Accepted to Medical Imaging meets NeurIPS workshop at NeurIPS 2019

Automated medical image segmentation plays a key role in quantitative research and diagnostics. Convolutional neural networks based on the U-Net architecture are the state-of-the-art. A key disadvantage is the hard-coding of the receptive field size, which requires architecture optimization for each segmentation task. Furthermore, increasing the receptive field results in an increasing number of weights. Recently, Neural Ordinary Differential Equations (NODE) have been proposed, a new type of continuous depth deep neural network. This framework allows for a dynamic receptive field at a constant memory cost and a smaller amount of parameters. We show on a colon gland segmentation dataset (GlaS) that these NODEs can be used within the U-Net framework to improve segmentation results while reducing memory load and parameter counts.

This reposity contains the code to reproduce the experiments from our paper.

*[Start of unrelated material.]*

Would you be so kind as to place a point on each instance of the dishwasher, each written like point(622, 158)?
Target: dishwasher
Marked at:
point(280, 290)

Tip: start with the notebook

ArXiv link

Google Colab notebook (please note: training is quite slow on Google Colab.)

Requirements

  • pytorch
  • torchvision
  • numpy
  • cv2
  • PIL
  • matplotlib
  • scikit-image
  • scipy
  • torchdiffeq

Models

Overview of the proposed U-Node network.

Schematic overview of U-Net and the proposed U-Node network. The U-ResNet architecture is equivalent to U-Node except for the ODE blocks.

Results

Example patches of the test set

Example patches of the test set with clear differences between the models. Each color denotes a gland. The black bar denotes the receptive field. NFE denotes the number of function evaluations in the network. Difficult images (first and last row) seem to require more evaluations.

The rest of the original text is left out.